Releases: autogram-is/spidergram

v0.10.0 — Ham

10 May 20:04
Compare
Choose a tag to compare

This release is dedicated to Peter Porker of Earth-8311, an innocent pig raised by animal scientist May Porker. After a freak accident with the world's first atomic powered hairdryer, Peter was bitten by the scientist and transformed into a crime-fighting superhero pig.

New Additions

  • Custom queries and multi-query reports can be defined in the Spidergram config files; Spidergram now ships with a handful of simple queries and an overview report as part of its core configuration.
  • Spidergram can run an Axe Accessibility Report on every page as it crawls a site; this behavior can be turned on and off via the spider.auditAccessiblity config property.
  • Spidergram can now save cookies, performance data, and remote API requests made during page load using the config.spider.saveCookies, .savePerformance, and .saveXhr config properties.
  • Spidergram can identify and catalog design patterns during the post-crawl page analysis process; pattern definitions can also include rules for extracting pattern properties like a card's title and CTA link.
  • Resources with attached downloads can be processed using file parsing plugins; Spidergram 0.10.0 comes with support for PDF and .docx content and metadata, image EXIF metadata, and audio/video metadata in a variety of formats.
  • The config.spider.seed setting lets you set one or more URLs as the default starting points for crawling.
  • For large crawls, an experimental config.offloadBodyHtml settings flag has been added to Spidergram's global configuration. When it's set to 'db', all body HTML will be stored in a dedicated key-value collection, rather than the resources collection. On sites with many large pages (50k+ pages of 500k+ html or more) this can significantly improve the speed of filtering, queries and reporting.

Changes

  • Spidergram's CLI commands have been overhauled; vestigial commands from the 0.5.0 era have been removed and replaced.
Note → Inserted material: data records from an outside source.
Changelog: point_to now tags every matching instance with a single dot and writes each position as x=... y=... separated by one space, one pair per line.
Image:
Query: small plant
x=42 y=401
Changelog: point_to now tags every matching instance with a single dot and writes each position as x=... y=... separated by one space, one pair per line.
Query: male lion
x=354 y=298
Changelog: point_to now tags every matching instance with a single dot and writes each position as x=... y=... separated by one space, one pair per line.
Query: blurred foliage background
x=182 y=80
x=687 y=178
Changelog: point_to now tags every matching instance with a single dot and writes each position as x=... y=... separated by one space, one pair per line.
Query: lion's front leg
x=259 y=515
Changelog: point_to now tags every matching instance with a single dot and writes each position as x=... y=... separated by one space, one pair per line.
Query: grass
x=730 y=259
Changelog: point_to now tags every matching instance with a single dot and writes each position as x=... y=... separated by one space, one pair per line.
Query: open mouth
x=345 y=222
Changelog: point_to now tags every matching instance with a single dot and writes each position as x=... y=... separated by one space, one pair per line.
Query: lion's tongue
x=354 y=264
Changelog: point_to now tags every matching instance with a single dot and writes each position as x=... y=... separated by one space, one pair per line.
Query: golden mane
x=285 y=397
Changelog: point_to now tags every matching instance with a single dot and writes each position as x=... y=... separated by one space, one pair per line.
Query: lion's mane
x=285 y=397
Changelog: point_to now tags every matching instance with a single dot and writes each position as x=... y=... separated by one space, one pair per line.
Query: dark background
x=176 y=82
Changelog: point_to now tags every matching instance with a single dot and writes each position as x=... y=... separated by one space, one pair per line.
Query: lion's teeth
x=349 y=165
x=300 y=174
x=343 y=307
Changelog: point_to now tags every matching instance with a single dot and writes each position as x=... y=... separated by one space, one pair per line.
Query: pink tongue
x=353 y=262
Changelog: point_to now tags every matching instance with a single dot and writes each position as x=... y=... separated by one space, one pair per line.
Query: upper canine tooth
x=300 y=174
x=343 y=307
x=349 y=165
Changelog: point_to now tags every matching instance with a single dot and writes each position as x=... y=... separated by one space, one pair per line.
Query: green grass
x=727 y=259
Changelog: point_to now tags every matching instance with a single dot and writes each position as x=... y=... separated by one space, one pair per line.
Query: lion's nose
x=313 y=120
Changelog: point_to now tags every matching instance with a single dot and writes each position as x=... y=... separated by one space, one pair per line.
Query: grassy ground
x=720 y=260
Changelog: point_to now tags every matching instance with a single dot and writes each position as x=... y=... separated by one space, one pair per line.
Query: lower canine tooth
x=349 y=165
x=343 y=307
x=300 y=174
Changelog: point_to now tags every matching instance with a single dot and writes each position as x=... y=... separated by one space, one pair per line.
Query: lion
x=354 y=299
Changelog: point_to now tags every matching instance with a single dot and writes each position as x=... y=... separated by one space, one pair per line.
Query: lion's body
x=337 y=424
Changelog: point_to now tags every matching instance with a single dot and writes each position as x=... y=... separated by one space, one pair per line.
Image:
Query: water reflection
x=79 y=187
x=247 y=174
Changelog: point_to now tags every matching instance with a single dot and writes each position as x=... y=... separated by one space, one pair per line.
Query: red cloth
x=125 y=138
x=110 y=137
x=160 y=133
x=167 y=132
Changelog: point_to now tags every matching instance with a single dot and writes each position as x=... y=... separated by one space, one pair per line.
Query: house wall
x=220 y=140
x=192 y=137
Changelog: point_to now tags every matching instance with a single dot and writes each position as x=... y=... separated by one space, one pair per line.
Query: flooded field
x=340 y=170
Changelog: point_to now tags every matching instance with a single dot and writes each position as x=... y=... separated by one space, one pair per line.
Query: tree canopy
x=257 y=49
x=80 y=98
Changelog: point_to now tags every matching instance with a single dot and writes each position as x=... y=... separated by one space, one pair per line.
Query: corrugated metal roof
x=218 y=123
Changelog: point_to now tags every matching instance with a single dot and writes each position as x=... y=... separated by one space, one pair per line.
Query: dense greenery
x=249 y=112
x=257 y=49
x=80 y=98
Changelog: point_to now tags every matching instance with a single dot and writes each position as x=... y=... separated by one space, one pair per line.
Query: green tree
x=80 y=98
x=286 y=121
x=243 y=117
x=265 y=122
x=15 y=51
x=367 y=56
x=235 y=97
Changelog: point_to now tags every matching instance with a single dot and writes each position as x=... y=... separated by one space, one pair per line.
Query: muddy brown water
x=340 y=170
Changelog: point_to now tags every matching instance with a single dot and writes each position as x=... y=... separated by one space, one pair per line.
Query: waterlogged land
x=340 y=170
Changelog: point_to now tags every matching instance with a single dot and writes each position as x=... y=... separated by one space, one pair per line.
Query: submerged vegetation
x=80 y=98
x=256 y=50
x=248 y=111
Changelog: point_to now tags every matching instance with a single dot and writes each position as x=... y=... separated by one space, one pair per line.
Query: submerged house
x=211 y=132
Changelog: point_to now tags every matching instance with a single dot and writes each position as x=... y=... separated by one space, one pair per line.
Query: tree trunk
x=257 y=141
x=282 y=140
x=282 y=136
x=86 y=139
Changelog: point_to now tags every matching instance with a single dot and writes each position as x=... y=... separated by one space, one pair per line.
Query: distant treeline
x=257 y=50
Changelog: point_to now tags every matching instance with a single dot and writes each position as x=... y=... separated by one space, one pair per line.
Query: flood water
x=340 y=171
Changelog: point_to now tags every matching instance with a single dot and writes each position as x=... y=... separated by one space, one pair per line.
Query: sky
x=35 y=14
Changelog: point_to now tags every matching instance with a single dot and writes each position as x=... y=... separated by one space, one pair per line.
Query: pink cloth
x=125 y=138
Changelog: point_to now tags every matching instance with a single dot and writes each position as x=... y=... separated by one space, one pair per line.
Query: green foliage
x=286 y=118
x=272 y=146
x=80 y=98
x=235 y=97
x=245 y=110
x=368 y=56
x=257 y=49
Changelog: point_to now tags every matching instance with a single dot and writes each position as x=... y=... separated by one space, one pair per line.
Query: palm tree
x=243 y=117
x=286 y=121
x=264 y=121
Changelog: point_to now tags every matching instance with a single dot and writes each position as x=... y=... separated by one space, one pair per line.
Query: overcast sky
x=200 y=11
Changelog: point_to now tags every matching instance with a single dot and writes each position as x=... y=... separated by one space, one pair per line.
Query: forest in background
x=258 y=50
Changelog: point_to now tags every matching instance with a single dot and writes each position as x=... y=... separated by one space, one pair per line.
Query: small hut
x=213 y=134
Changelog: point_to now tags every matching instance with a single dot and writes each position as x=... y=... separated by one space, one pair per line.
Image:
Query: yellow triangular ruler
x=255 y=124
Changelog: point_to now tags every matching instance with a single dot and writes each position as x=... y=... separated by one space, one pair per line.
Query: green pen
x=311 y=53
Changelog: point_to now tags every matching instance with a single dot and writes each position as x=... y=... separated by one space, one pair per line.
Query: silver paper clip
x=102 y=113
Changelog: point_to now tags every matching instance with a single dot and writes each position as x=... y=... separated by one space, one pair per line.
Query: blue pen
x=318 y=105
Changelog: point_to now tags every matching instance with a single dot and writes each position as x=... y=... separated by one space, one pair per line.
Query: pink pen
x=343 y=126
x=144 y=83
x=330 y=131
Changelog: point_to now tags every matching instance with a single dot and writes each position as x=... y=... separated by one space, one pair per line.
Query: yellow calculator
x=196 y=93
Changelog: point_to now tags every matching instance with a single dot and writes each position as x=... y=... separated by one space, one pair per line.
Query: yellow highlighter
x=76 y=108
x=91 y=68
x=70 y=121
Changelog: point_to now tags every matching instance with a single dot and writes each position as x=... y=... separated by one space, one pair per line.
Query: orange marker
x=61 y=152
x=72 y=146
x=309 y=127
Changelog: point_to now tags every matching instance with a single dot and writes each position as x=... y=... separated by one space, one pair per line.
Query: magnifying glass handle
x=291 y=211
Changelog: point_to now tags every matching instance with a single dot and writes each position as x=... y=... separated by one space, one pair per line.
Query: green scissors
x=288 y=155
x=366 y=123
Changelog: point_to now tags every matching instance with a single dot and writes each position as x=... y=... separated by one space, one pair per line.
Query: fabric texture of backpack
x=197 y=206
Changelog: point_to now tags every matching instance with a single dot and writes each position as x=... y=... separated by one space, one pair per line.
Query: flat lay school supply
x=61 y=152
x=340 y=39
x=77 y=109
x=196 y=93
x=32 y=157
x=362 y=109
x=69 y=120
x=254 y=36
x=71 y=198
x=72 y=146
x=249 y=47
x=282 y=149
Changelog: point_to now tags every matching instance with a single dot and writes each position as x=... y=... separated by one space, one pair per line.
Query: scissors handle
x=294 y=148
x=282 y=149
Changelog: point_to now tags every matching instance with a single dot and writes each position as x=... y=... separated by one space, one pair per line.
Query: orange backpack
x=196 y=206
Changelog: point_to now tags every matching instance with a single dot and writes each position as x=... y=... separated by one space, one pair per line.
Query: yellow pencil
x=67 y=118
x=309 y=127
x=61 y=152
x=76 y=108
Of particular interest:
    • spidergram status summarizes the current config and DB state
    • spidergram init generates a fresh configuration file in the current directory
    • spidergram ping tests a remote URL using the current analysis settings
    • spidergram query displays and saves filtered snapshots of the saved crawl graph
    • spidergram report outputs a collection of query results as a combined workbook or JSON file
    • spidergram go crawls one or more URLs, analyzes the crawled files, and generates a report in a single step.
    • spidergram url test tests a URL against the current normalizer and filter settings.
    • spidergram url tree replaces the old urls command for building site hierarchies.
  • CLI consistency is significantly improved. For example: analyze, query, report, and url tree all support the same --filter syntax for controlling which records are loaded from the database.
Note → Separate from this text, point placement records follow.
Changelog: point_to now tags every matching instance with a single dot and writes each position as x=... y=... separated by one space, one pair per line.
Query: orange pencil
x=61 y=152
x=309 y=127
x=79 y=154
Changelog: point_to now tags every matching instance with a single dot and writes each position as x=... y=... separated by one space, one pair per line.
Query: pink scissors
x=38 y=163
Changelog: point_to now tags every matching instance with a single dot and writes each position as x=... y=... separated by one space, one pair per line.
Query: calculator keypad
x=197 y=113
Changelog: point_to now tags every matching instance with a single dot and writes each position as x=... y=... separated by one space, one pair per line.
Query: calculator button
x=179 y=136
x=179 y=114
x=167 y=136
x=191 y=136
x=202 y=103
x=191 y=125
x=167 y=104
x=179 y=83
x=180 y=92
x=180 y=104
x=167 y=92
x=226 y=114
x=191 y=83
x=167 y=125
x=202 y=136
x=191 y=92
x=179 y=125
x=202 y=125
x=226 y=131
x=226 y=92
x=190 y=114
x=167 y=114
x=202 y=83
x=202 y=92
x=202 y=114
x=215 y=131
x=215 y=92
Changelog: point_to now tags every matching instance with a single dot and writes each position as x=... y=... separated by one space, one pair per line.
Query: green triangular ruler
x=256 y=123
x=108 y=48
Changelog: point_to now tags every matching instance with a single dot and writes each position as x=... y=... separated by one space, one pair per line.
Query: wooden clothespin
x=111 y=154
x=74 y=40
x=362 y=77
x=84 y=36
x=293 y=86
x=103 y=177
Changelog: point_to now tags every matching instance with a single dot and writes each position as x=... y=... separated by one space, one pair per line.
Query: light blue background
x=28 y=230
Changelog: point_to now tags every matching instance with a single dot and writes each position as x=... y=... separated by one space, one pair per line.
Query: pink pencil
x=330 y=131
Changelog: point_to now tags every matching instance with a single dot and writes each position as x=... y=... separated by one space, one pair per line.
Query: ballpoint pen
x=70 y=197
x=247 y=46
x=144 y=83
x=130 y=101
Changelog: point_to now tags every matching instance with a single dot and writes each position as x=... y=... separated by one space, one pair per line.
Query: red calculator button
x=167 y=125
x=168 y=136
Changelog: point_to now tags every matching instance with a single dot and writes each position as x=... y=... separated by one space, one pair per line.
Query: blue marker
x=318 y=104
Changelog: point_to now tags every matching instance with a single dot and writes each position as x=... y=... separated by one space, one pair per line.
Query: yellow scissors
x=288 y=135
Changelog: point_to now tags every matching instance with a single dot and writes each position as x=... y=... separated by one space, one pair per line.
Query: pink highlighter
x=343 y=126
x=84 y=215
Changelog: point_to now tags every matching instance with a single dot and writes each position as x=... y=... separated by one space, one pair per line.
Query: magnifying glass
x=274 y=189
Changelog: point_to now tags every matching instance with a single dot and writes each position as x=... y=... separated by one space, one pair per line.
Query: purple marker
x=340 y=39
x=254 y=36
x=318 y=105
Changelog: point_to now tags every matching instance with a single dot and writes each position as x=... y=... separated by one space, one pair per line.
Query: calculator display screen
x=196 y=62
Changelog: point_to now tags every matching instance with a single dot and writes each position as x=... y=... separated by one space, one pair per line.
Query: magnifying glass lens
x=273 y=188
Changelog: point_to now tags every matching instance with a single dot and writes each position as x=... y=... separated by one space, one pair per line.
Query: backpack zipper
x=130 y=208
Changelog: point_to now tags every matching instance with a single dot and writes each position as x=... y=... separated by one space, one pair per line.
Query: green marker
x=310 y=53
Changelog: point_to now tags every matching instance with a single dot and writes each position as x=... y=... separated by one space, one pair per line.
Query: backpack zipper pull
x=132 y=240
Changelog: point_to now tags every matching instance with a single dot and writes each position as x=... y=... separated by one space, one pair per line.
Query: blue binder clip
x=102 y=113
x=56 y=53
Fixes and under-the-hood improvements

  • URL matching and filtering has been smoothed out, and a host of tests have been added to ensure things stay solid. Previously, filter strings were treated as globs matched against the entire URL. Now, { property: 'hostname', glob: '*.foo.com' } objects can be used to explicitly specify glob orr regex matches against individual URL components.

v0.9.0

09 Mar 04:11
Compare
Choose a tag to compare

Spidergram 0.9.0: Gwen

This release is dedicated to teen crime-fighter Gwen Stacy of Earth-65. She juggles high school, her band, and wisecracking web-slinging until her boyfriend Peter Parker becomes infatuated with Spider-Woman. Unable to reveal her secret identity, Spider-Woman is blamed for Peter's tragic lizard-themed death on prom night… and Gwen goes on the run.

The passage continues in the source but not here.